Zu einem alten frommen Manne kam einst eilenden Schrittes ein munterer Jüngling und rief: „Freue dich mit mir, mein Vater! Endlich, endlich hat mein Oheim die Einwilligung gegeben, ich darf nun auf die hohe Schule und ein Rechtsgelehrter werden, nun ist mein Glück gemacht!“ – Gut, mein Sohn, erwiederte der Alte, nun wirst du also fleißig anfangen zu lernen, doch - was dann? – „Nach drei Jahren werd‘ ich meine Prüfung bestehn und sicherlich mit Ehren gekrönt die Schule verlassen und meinen Beruf antreten!“ - Und dann? – „Dann werd‘ ich an Fleiß und Gewissenhaftigkeit es nicht fehlen lassen, man wird von mir reden weit und breit, mich aufsuchen und mir Vertrauen schenken!“ - Und dann? – „Dann werd‘ ich mir etwas ersparen und ein wohlhabender Mann werden, werd‘ ein rechtschaffenes Weib nehmen und mir einen eigenen Hausstand gründen?“ - Und dann? – „Dann werd‘ ich meine Kinder heranziehn, daß aus ihnen auch etwas werden kann, jeder das, wozu er grade Gaben hat, und sie werden wohlgerathen und in ihres Vaters Fußtapfen treten.“ - Und dann? – „Dann werd‘ ich mich zur Ruhe setzen, an meiner Kinder Glück mich freuen, ihre Liebe genießen und ein glückseliges Alter haben. „ - Und dann? – „Nun, immer kann man nicht auf dieser Erde bleiben, und wenn man’s könnte, es wäre nicht einmal gut, dann freilich, dann muß ich sterben.“ - Und dann? rief der Alte wieder, faßte ihn an beiden Händen und sah ihm in die Augen, mein Sohn, und dann? – Da verfärbte sich der muntere Jüngling und fing an zu zittern und die Thränen stürzten ihm aus den Augen. „Habe Dank, mein Vater, sprach er endlich, ich hatte die Hauptsache vergessen, daß dem Menschen gesetzt ist einmal zu sterben und dann das Gericht!
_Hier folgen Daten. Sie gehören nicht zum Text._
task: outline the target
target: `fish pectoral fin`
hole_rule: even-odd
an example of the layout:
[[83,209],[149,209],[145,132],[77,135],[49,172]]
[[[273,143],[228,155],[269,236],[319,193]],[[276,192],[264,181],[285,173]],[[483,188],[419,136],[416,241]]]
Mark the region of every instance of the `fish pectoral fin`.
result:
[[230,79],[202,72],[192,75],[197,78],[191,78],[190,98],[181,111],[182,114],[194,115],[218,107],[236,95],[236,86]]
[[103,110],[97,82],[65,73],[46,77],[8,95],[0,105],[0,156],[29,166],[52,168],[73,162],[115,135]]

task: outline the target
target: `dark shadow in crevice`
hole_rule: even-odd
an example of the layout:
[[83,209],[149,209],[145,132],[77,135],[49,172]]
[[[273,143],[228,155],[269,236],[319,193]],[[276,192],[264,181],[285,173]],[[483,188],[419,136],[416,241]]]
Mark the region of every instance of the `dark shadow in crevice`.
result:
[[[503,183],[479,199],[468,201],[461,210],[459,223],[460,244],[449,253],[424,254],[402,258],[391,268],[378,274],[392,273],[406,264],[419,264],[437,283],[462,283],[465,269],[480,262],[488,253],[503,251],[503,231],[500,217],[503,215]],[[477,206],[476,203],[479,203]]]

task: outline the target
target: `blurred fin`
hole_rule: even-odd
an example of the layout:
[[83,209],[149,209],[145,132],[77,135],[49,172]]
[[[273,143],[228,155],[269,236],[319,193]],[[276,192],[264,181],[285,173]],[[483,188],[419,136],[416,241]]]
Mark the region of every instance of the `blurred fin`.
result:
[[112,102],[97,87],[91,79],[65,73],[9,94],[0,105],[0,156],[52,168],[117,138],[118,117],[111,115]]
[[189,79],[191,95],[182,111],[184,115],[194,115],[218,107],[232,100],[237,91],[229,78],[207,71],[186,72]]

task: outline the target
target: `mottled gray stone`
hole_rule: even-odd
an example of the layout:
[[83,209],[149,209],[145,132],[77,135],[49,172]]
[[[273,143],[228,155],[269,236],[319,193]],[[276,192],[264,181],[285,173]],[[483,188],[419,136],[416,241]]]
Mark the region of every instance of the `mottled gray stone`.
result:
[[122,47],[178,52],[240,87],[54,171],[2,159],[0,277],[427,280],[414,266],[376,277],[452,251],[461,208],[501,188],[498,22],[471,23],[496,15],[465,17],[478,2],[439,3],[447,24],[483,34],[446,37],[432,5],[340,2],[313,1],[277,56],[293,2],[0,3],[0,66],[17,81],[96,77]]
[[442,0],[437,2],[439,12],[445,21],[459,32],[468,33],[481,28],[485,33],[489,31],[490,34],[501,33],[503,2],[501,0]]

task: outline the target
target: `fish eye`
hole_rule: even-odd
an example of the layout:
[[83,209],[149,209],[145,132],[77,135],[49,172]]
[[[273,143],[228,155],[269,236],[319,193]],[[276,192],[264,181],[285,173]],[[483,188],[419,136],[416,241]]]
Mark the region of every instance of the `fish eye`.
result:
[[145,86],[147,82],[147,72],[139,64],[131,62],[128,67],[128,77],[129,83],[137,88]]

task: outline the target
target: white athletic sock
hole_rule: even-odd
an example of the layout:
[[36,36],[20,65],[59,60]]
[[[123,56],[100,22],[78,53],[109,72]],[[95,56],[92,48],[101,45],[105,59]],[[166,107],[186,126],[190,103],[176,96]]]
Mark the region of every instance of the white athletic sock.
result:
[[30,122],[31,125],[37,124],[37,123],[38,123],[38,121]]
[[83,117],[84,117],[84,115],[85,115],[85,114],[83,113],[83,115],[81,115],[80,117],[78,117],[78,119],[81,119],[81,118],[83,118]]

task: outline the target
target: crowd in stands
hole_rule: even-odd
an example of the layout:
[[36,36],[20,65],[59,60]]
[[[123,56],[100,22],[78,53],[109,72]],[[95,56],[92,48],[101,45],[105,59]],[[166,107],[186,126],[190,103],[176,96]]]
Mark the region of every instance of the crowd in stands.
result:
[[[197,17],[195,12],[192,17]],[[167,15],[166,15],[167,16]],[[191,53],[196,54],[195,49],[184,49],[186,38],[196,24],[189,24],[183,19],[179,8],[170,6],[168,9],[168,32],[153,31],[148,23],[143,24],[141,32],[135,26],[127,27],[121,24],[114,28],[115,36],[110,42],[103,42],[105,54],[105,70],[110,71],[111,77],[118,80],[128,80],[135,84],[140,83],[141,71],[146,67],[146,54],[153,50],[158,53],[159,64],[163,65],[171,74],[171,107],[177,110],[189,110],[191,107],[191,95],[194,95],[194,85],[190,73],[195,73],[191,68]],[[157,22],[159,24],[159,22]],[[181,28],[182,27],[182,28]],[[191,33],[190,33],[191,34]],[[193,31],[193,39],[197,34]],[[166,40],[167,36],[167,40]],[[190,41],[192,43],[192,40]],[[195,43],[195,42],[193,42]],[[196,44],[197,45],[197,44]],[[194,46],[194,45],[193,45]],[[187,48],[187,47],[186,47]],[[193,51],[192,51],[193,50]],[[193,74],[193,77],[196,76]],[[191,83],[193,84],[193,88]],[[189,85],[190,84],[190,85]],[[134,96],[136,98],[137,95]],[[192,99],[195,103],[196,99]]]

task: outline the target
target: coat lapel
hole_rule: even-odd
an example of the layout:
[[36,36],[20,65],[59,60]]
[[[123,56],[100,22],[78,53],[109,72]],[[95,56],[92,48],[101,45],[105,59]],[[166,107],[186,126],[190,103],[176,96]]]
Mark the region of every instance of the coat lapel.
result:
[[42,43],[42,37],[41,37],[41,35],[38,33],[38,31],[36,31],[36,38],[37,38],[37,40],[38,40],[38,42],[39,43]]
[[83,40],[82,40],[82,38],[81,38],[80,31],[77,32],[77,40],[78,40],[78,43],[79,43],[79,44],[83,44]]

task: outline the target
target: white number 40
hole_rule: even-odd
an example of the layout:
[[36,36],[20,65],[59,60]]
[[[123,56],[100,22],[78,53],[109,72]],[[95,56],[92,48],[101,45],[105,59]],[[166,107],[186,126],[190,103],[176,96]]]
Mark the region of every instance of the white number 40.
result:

Aber von heute an soll’s nicht mehr geschehn.“

Der Berg, auf dem Mose starb, lag an der Grenze Canaans, aber noch nicht in Canaan selbst. Mose sah von seiner Höhe, ehe seine Augen brachen, das gute Land, in welchem Milch und Honig fließt, in seiner ganzen Herrlichkeit, sah das Land, in das sein Volk einzuführen seines Lebens Aufgabe und Sehnsucht gewesen war; aber er selbst kam nicht mehr hinein, noch führte er das Volk hinein. Er starb an der Schwelle des heiligen Landes und mußte seinem Nachfolger Josua die Vollendung seines Werks, die Einführung des Volks in das Land der Verheißung überlassen. Es ist schmerzlich, wenn vor Erreichung erhabener Ziele, denen das Leben und die Arbeit des Lebens galt, der Tod plötzlich seine heisere Stimme erhebt: Bis hieher und nicht weiter! es ist schmerzlich, aber alltäglich. So starb König David, ehe er dem Herrn, seinem Gotte einen Tempel erbaut hatte und mußte seinem Sohne Salomo die Ausführung des Tempelbaues überlassen. So starben Jacobus, Stephanus und die heiligen Märtyrer alle; sie sahen die Ausbreitung des Reiches Gottes von ferne, aber wurden dahingerafft mitten in ihrer Arbeit. So starb in unsern Zeiten ein edler, gottinniger König, der Zeit seines Lebens gearbeitet hatte für das Wohl und Heil seines Volks, für das sein Herz, wie selten ein Königsherz schlug, er starb und mußte seinen Nachfolgern überlassen, die Gedanken seines Lebens im Werke zu vollenden. So stirbt mancher Vater, manche Mutter, ehe sie an ihrem Hause und ihren Kindern das Werk vollendet haben, dem ihre Liebe, ihre Mühe, ihre Sorge galt. Nicht blos unser Wissen, auch unser Leben unter dieser Sonne, ist Stückwerk. Dieser sät, der Andere schneidet; dieser arbeitet, der Andere tritt in die Arbeit. Einer hier, der Andre dort geht zur ew’gen Heimath fort, ungefragt ob die und der hier noch weiter nützlich wär‘. Wollte Gott, wir nähmen diese Predigt, die uns der Berg Nebo hält, ernstlich zu Herzen. So würden wir erkennen einmal, daß kein Mensch auf Erden unentbehrlich ist und sodann, daß es gilt zu wirken, so lange es Tag ist, weil die Nacht kommt, da Niemand wirken kann.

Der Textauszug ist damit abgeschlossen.